The residents attend and may present at numerous in-services, grand rounds and any other seminars offered by our clinical partners. Residents are encouraged submit an abstract to a professional meeting based on the research they have been participating in – most succeed in doing this. Additionally, residents are encouraged to attend CSM and typically receive a stipend to cover a portion of the cost.
Does the residency program provide assistance with housing?
We are able to provide recommendations for housing options but it is the responsibility of each resident to arrange for housing. It is important to consider that Boston’s rental market is fast moving and that a majority of 1-year leases are a September 1 move-in date. There is an abundance of real estate agencies and other websites to help with this process.
How much mentoring does each resident receive during the clinical training and what does it consist of?
Residents receive approximately 4 hours per week (~200 per year) of direct 1:1 mentoring by experienced clinical faculty mentors who are board certified in Neurologic and/or Geriatric Physical Therapy. Mentoring consists of co-treatments led by the resident or the mentor, as well as discussion sessions/meetings between the mentor and resident. Discussion sessions focus on working towards the goal established for each resident at the onset of the program. The discussion sessions may occur before seeing a patient to prepare for the session and/or after seeing a patient to reflect on the session. Discussions also focus on integrating evidence into practice.

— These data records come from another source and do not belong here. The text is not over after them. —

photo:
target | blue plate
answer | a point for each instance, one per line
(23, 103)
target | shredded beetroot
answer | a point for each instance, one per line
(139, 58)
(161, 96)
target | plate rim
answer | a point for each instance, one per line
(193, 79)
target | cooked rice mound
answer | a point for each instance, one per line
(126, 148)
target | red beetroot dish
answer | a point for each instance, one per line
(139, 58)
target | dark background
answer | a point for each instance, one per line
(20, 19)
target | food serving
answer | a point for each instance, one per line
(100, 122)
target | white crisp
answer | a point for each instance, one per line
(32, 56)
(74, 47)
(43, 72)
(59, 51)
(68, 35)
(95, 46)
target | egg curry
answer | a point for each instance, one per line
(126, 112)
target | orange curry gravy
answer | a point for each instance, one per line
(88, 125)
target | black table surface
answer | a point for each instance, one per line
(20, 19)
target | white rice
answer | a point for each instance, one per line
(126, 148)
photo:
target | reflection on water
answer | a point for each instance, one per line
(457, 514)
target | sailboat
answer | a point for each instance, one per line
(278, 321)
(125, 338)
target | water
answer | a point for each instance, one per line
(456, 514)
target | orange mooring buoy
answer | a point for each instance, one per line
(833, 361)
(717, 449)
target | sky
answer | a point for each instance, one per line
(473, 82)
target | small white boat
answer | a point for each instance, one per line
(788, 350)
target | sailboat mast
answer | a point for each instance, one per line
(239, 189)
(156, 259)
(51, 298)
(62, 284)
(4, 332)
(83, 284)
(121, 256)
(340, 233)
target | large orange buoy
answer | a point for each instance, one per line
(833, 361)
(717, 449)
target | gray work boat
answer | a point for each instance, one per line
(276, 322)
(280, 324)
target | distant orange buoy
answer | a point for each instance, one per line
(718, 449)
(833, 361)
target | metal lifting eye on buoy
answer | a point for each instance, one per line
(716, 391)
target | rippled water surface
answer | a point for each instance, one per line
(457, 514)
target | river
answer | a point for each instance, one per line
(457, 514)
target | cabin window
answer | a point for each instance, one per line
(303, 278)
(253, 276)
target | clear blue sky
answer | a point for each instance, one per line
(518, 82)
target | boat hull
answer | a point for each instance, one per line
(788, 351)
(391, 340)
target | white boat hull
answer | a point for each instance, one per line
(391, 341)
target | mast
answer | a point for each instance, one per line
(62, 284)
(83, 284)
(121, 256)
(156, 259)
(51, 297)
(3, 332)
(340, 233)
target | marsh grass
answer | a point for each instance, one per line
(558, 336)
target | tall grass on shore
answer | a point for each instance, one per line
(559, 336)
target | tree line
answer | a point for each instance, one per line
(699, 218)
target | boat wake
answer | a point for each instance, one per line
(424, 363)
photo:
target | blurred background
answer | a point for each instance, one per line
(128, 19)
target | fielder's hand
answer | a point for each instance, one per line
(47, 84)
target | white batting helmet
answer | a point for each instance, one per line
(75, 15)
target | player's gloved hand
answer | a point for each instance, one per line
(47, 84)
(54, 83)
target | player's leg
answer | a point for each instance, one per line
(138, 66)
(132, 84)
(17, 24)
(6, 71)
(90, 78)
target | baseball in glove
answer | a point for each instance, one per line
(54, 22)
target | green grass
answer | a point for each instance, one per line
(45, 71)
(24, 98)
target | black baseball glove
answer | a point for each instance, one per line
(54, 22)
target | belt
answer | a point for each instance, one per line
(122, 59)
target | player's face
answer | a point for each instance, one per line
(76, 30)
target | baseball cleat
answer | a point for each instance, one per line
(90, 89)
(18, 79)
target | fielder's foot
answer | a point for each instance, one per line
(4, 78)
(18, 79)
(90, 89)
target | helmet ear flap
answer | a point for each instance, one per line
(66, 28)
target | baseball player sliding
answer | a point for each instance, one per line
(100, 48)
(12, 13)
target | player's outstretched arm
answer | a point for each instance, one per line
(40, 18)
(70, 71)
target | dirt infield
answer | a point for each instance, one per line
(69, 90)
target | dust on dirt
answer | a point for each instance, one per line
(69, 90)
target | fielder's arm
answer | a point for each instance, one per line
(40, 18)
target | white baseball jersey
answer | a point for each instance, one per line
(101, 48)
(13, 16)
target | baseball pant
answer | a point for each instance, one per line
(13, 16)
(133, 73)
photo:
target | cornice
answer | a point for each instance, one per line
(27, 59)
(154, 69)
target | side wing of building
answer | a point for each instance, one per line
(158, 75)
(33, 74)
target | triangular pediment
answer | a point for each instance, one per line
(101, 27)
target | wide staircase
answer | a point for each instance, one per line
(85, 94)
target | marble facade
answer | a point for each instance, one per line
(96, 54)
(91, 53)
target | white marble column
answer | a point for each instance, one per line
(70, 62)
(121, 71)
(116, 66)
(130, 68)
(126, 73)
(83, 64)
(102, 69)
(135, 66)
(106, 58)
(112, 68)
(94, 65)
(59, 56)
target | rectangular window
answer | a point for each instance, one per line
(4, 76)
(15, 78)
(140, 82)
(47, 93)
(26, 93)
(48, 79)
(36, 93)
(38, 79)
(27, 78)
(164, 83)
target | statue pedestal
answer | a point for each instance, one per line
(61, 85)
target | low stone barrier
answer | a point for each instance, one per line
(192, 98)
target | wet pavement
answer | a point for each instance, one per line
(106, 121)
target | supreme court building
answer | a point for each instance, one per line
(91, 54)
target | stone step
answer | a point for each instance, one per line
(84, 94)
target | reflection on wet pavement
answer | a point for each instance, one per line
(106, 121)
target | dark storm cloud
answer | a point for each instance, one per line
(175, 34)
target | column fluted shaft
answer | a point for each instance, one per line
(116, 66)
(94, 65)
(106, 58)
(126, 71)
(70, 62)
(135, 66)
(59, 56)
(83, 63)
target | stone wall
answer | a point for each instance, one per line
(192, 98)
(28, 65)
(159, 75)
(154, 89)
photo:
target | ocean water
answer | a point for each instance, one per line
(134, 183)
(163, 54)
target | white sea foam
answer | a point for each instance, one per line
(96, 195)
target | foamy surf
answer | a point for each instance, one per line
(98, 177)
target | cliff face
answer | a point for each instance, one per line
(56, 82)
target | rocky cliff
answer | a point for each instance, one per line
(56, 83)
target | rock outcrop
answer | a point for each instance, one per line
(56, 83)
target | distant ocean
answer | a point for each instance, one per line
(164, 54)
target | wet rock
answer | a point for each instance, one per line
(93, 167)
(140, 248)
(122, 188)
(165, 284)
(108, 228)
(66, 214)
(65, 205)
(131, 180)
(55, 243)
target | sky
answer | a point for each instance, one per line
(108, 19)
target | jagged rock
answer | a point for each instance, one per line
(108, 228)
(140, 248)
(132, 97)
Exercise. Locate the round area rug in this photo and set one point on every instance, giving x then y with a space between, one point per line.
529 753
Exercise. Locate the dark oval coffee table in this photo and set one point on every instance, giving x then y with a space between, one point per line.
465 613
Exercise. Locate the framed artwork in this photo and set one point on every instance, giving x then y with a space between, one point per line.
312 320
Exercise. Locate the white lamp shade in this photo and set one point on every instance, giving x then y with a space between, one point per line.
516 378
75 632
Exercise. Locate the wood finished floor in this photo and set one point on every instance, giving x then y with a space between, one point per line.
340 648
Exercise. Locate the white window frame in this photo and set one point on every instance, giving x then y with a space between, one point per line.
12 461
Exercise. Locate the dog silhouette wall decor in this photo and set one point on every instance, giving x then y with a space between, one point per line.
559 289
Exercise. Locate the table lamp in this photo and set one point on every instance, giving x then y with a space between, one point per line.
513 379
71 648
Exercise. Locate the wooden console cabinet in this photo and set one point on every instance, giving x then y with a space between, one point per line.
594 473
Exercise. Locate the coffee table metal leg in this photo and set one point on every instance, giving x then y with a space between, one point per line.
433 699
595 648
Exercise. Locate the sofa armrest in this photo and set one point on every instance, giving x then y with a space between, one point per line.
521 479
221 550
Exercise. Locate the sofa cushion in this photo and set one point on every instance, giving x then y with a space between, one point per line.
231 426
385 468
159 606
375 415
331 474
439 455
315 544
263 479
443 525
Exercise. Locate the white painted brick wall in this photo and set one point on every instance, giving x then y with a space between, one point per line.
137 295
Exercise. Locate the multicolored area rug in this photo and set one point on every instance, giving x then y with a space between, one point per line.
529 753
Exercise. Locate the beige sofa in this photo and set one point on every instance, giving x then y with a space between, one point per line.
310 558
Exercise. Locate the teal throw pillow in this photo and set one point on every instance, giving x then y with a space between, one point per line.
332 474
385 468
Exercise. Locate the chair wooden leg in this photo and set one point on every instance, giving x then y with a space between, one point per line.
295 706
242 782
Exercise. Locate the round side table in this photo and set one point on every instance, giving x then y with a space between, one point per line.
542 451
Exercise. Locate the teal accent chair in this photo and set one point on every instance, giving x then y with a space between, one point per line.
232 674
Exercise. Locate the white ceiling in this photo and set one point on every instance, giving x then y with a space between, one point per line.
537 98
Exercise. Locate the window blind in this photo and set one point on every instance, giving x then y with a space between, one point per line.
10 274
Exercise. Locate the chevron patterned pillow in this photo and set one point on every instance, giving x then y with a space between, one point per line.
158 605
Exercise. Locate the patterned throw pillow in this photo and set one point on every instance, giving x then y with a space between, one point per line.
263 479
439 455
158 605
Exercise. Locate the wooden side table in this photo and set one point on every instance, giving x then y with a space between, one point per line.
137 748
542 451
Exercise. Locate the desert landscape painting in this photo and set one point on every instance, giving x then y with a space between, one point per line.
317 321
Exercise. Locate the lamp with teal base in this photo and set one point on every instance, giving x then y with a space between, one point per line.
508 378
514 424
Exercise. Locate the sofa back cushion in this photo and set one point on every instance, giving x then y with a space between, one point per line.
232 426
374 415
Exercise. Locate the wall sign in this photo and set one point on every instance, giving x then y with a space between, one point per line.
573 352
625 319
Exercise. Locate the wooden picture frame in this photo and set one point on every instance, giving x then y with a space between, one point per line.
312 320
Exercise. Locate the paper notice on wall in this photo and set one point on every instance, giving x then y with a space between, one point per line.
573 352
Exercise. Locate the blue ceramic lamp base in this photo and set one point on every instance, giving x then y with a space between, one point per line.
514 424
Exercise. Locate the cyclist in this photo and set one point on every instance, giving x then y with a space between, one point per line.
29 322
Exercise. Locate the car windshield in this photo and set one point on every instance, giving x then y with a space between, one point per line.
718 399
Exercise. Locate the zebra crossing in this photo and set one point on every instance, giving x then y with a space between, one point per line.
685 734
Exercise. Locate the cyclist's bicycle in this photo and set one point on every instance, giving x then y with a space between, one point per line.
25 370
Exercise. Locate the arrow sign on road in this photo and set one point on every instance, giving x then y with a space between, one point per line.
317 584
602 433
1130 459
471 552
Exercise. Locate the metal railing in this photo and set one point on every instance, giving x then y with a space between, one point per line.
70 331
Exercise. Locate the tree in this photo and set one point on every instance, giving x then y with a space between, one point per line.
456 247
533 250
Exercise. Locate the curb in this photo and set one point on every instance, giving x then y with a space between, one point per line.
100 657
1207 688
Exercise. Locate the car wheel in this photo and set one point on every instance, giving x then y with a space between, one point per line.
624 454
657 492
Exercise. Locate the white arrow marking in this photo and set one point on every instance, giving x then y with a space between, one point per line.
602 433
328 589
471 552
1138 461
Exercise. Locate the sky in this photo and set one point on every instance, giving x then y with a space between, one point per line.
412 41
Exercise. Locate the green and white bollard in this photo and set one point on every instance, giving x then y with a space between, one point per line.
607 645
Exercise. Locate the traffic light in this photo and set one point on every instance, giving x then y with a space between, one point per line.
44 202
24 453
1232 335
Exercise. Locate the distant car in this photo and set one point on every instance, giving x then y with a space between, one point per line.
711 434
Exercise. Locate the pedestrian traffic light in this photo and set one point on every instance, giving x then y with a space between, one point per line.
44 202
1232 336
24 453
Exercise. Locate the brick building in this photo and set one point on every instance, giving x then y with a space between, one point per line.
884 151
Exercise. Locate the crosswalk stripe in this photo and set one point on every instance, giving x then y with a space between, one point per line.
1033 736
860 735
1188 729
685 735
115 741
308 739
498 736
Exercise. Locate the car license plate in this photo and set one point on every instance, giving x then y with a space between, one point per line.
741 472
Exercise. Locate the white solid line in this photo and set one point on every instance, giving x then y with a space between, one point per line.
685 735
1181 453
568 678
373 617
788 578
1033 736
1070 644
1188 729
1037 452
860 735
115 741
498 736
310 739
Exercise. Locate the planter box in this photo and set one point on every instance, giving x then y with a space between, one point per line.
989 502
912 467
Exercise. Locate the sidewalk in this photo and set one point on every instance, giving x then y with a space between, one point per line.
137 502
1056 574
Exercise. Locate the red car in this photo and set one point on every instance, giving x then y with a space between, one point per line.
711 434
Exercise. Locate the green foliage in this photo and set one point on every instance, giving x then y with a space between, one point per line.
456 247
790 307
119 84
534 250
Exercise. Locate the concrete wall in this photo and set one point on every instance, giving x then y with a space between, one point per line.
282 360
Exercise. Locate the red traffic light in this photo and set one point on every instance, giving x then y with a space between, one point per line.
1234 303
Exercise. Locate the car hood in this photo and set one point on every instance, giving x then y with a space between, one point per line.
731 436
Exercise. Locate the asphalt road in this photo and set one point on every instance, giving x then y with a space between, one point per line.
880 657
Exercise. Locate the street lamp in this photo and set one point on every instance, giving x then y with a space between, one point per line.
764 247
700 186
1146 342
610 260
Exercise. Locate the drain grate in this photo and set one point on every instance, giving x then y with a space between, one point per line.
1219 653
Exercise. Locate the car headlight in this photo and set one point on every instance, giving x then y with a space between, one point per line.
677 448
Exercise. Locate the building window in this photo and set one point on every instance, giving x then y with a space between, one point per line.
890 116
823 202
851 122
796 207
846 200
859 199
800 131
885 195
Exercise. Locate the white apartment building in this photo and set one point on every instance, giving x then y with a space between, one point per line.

Can I apply after the application deadline?
No, we do not review applications received after the deadline.
Do I need to submit an official transcript directly to Boston University?
Boston University requires a copy of your official transcript of your PT program for consideration of your application. You do not need to submit the official transcript directly to Boston University. You do need to submit your official transcript to RF-PTCAS, who will then distribute the transcript(s) to the programs that require them. Instructions for submitting your official transcript through RF-PTCAS can be found here: http://help.unicas.com:8888/rfptcasHelpPages/frequently-asked-questions/official-transcripts-u-s-institutions/index.html
What is the cost for the program?
The tuition for the residency program is $4,800. Residents will also be responsible for travel expenses for the two onsite portions of the didactic training which take place in Los Angeles during August and November of each year.
Do you offer a “degree” as part of the residency?
Residents do not receive a degree; however, our residency program is accredited by the American Physical Therapy Association (APTA). Residents receive a certificate of completion at the end of the program indicating successful completion of an APTA accredited residency program.
Will I be able to take the NCS exam after completing the program?
Yes, all residents who complete the program will be eligible to sit for the NCS exam the year following completion of the residency program. The pass rate for our residents is 100%.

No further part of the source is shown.